Proportion of long term complication
The proportion of study participants who developed at least one long-term complication was 156(61.60%) out of 252. Proportion of long term complication was 156 (61.6%) with UCF being the most common complication accounting for 40.5% followed by meatal stenosis 11.1%. This finding is similar to the study done in Nigeria where by the proportion of long-term complication was 50%, UCF being most common which occurred by 38% and meatal stenosis 12.5%.
However, the finding is different from the study done in France where by the prevalence was 36.2% and UCF accounted for 12.9%, meatal stenosis 8.2% and relapse of chordee was 4.5%(9). Our figures in the current study are higher probably because we do not use magnifying glasses in these delicate surgeries and therefore predisposes to higher complication rates.
Age below two years had 26% and that of more than two years had 41% long- term complication, this is due to easibility of post-operative management and lower psychological impacts with better healing process in children below two years (9).
Risk factors and long-term complications
In our study some risk factors have been picked up which was associated with long-term complications of hypospadias repair.
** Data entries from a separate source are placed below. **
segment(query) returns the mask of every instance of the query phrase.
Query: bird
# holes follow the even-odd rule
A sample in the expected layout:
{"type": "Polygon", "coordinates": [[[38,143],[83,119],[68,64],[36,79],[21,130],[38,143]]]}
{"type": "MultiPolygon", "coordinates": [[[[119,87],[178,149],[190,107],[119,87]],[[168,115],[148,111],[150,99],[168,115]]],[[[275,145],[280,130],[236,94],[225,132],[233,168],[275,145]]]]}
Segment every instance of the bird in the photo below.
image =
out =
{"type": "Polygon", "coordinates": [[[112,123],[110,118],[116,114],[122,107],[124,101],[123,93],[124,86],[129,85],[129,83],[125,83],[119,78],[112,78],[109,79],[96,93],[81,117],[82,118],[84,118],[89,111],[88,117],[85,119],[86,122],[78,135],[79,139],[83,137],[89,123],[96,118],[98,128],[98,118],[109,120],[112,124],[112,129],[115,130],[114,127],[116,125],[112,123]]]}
These include surgeon experience, location of hypospadias, surgical technique and associated.
The prevalence of having long-term complication was 44% lower among children who were operated by experienced surgeon compare with less experienced surgeon. This study is consistent with the study done in Egypt which show significant impact on success with reduction of long-term complication from 35% to 9% by experienced surgeon. The less complications observed in experienced surgeons is probably due to better hand skills, improvement on learning curve and proper pre and intra operative judgement in choosing the best technique (21).
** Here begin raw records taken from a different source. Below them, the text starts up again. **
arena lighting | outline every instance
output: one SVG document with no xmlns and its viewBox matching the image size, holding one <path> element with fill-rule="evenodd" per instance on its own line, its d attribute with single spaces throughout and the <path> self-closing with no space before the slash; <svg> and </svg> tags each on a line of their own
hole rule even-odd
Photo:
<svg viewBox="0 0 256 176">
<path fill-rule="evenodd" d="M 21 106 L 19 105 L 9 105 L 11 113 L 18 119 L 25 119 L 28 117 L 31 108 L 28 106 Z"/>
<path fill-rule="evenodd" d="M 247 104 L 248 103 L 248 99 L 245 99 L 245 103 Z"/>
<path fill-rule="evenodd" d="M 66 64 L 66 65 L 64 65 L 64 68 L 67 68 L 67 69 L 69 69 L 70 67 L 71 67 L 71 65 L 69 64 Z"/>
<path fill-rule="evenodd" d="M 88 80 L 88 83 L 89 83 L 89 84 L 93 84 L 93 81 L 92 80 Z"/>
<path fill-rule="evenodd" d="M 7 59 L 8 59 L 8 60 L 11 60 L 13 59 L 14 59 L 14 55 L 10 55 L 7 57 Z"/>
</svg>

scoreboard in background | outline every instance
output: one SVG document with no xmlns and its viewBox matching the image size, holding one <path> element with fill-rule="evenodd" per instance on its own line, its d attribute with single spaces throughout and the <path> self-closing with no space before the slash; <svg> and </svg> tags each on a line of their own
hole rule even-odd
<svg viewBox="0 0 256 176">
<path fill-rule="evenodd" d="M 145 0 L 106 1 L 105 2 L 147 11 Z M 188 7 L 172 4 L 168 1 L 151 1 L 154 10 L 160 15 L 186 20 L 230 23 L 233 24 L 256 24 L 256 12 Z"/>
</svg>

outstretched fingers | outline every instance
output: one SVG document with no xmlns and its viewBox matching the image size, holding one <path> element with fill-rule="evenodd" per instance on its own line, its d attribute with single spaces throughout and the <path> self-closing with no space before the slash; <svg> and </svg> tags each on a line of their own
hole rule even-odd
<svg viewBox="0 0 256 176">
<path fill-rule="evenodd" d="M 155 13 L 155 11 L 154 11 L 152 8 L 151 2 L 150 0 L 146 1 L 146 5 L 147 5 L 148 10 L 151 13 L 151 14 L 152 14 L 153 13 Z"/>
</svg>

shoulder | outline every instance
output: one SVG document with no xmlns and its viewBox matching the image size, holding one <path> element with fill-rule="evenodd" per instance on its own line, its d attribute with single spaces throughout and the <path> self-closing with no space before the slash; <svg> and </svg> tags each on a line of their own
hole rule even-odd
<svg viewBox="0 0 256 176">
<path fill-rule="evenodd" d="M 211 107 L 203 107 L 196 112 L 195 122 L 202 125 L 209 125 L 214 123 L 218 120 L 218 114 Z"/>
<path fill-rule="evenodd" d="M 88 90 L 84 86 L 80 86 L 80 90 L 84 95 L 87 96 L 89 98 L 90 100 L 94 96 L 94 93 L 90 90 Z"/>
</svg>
The proximal type of hypospadias has been shown to have 29% higher chance of developing long term complication compare with middle and distal types. UCF was observed in 66.0% of proximal,51% in middle and 20% in distal especially if it is associated with severe chordee.
There is much variation with the study done in Canada which showed that 15%- 56% long-term complication in proximal type associated with severe chordee and that of Korea 48.9% long-term complication in proximal, 33.8% middle and 10.3% distal and this was due to few number of patients who had proximal types of hypospadias and most of them they had moderate chordee so they underwent Snodgrass technique (22) (24). This could be explained by in our study proximal type of hypospadias was 31.7% and 65% of patients with severe underwent staged hypospadias repair.
Regarding surgical technique, that the prevalence of developing long-term complication in Snodgrass was 50% lower compared with Ducket, MAGPI, Mathew, Onlay/Inlay and Staged urethroplasty where by UCF was around 20%, meatal stenosis 13%, and urethral stricture 1.6% in Snodgrass and higher in Ducket, 59% UCF, 12% meatal stenosis, 3% urethral stricture and staged urethroplasty 62% UCF, 4.3% meatal stenosis, 5.8% urethral stricture. Snodgrass was the common surgical technique and seems to have better outcome especially in distal type.
Staged urethroplasty was the most common procedure in proximal types of hypospadias especially if it is associated with chordee 65%. This finding is consistent with study done in Pakistan and Ghana where by snodgrass was the most common surgical technique done 54% and 73% respectively and it associated long-term complication was 16% and 30% respectively lower compare with other technique, where UCF was 26% and 20% respectively and highest complication rate was seen in island staged urethroplasty for proximal hypospadias with severe chordee of about 60%. This was due to most of patients with severe chordee underwent staged urethroplasty (31) (37).
Study done in Pennsylvania show different where by one staged hypospadias repair done in proximal form and it was associated with high prevalence of long-term complication between 62% and 49%(25).